Helium, the second most common element in the universe after hydrogen, is distilled during natural gas production, and as a natural resource, cannot be duplicated.
The United States produces about 30 percent of the world’s helium, and cuts in natural gas production created a limited supply of available helium, causing costs to spike over the past several years.
“The price of helium has almost tripled in the last five years,” said Lori Barrett, co-owner of The Secret Garden, 1215 E. Pershing Road.
Florists and party retailers who sell helium balloons see a surge in sales around Valentine's Day, increasing the need to have an ample helium supply on hand to meet the demand.
Barrett said with the holiday rush, she expects this week's sales to total about as much as the entire month of January, and seven delivery trucks will be on the road Friday, as opposed to the normal one or two.
Diane Little, owner of Party Warehouse, 3090 N. Water St., carries a constant stock of about 10 helium tanks and goes through an average of 15 to 20 tanks each month. Though Valentine's Day usually brings in higher traffic for helium balloons, Little said graduation season serves as the busiest time of year when they could receive 1,000 pre-orders alone for balloons.
With the cost of helium increasing about four times in the past five years, many businesses have had to up their prices for helium balloons or make the choice to stop selling them, Little said.
“The cost of helium has become pretty substantial, but we try to be fair with our customers and have only increased the price once in the last three hits,” she said. “We've been blessed with our supply; a lot of stores didn't get helium for months, which can be devastating for businesses.”
Like oil and gas, helium is finite, and production cuts affect prices. Also, congressional legislation requires all federally held helium to be sold by the end of 2015, making helium a private enterprise in the United States.
Barrett said though they have been able to keep prices from increasing, the situation could change if the cost hikes continue.
“There will be a point where it will no longer be economically feasible, and there will be a day when we won't be able to sell them any more,” she said.
After 20 years in the balloon business, Camice Barker of Shelbyville recently told Barker’s Ballonery customers that the rising cost of helium was forcing her to raise her prices for inflating balloons.
“Over 20 years, the price has gone up 300 percent,” Barker said. “But this last increase, 30 percent, means we have to raise the cost of filling balloons.”
Helium has many technological applications in medicine and electronics, and giving balloons flight serves a very small portion of its uses. Because of its stability at low temperatures, helium is largely applied as a coolant to superconducting magnets found in most hospitals.
The resource produces magnetic resonance imaging for medical use, thermo graphic imaging in space and oceans and also has applications in welding, as well as manufacturing LCD flat panel screens.
Stuart Strate, owner of Decatur-based Airweld Inc., said many helium suppliers have had trouble in the past few years because they did not adequately prepare for the effects of the shortage.
“We tried to be more mindful of what was going on and decided to focus on maintaining our current business instead of taking on new business,” he said.
Businesses such as Barker’s, who purchase smaller amounts of helium, usually see the biggest price increases.
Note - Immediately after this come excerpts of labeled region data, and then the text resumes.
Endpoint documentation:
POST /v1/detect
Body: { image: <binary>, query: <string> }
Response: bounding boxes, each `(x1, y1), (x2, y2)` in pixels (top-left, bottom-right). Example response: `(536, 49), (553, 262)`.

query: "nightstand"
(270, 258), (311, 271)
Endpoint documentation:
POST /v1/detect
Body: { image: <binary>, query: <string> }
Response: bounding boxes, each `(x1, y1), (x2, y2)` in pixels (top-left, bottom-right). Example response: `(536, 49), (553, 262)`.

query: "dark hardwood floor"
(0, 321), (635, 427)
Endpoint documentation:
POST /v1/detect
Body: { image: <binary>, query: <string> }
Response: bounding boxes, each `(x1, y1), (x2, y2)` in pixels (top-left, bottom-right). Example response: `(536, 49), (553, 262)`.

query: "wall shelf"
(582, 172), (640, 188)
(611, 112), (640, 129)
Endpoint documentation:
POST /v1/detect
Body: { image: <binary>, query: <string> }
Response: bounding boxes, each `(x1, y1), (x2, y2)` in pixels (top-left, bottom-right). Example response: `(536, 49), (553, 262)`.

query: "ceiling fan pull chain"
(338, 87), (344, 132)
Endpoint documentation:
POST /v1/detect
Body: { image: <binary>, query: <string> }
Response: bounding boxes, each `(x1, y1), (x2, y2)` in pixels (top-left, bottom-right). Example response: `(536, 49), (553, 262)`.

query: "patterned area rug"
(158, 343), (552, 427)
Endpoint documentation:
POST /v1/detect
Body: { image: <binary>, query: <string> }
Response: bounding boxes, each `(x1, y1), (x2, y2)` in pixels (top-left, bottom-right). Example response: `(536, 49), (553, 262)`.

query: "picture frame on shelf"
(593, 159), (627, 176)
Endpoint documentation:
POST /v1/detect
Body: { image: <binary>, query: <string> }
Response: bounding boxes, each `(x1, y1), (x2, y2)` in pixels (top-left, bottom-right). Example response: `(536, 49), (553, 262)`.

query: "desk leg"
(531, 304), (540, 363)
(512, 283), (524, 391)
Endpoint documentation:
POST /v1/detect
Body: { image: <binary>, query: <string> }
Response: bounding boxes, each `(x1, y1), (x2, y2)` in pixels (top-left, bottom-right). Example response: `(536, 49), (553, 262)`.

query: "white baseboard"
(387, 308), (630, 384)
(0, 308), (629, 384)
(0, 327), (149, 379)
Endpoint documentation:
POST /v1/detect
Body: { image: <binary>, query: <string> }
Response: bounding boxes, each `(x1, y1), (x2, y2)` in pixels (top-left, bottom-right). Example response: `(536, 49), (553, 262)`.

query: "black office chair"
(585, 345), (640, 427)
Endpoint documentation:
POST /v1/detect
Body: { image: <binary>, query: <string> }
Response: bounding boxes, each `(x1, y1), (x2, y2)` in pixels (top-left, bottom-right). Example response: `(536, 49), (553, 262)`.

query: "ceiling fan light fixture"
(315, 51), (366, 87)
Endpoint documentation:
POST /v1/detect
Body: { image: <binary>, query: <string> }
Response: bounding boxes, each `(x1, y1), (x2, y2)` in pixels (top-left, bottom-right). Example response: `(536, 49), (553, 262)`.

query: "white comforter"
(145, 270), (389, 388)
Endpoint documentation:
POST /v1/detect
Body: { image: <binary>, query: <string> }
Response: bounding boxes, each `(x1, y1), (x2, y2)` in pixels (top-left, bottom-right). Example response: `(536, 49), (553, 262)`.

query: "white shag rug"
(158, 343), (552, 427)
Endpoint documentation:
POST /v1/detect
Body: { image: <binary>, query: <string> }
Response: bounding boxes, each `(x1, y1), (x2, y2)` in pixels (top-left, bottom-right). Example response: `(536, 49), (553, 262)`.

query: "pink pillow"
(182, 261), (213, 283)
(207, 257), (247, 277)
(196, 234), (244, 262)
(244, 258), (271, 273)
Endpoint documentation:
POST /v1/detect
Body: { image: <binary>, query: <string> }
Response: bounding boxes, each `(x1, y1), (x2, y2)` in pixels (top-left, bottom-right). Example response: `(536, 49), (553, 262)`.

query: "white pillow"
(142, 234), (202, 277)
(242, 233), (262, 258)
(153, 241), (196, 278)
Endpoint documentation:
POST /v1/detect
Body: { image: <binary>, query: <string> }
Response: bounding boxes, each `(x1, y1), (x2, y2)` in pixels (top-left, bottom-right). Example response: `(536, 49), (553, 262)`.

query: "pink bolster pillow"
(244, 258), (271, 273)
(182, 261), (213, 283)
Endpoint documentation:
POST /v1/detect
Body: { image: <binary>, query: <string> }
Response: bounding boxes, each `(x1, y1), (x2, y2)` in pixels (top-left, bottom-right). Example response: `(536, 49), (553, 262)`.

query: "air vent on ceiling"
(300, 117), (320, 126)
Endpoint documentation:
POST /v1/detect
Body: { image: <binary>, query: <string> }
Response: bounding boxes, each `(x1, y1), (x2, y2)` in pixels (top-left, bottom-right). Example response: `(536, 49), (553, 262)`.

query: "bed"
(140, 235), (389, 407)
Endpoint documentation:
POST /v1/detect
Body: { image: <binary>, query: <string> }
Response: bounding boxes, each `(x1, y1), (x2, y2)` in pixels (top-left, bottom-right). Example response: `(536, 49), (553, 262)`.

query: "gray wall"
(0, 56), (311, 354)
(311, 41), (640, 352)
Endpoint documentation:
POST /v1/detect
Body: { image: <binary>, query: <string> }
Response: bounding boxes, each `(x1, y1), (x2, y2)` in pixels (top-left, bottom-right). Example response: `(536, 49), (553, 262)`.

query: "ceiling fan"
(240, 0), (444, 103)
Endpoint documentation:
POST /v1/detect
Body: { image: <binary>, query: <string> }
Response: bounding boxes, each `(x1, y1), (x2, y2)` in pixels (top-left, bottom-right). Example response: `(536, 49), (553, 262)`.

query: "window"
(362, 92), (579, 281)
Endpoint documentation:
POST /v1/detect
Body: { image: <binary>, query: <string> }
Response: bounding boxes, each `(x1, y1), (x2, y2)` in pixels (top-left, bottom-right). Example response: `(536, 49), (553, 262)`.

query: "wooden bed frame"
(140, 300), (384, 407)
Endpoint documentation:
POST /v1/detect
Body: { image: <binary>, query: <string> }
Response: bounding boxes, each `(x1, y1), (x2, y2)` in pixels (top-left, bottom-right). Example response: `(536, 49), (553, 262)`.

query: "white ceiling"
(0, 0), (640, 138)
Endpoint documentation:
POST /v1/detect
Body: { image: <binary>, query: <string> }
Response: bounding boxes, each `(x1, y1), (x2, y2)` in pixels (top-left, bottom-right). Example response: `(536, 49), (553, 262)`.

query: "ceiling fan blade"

Because of this, balloon manufacturers are coming up with other ways to inflate party and event decorations.
“There are lots of things you can do without helium,” Barker said. “Our prom and homecoming decorations for schools don’t have helium. Schools simply can’t afford it. You don’t need helium to do wedding decorations. We just have to be more creative.”
But one segment of Barker’s business is sure to see cutbacks. She often donates balloon bouquets and decorations for fundraisers.
“I can’t do that anymore,” she said. “Not the helium ones. Helium is like gold to me, and I can’t give it away.”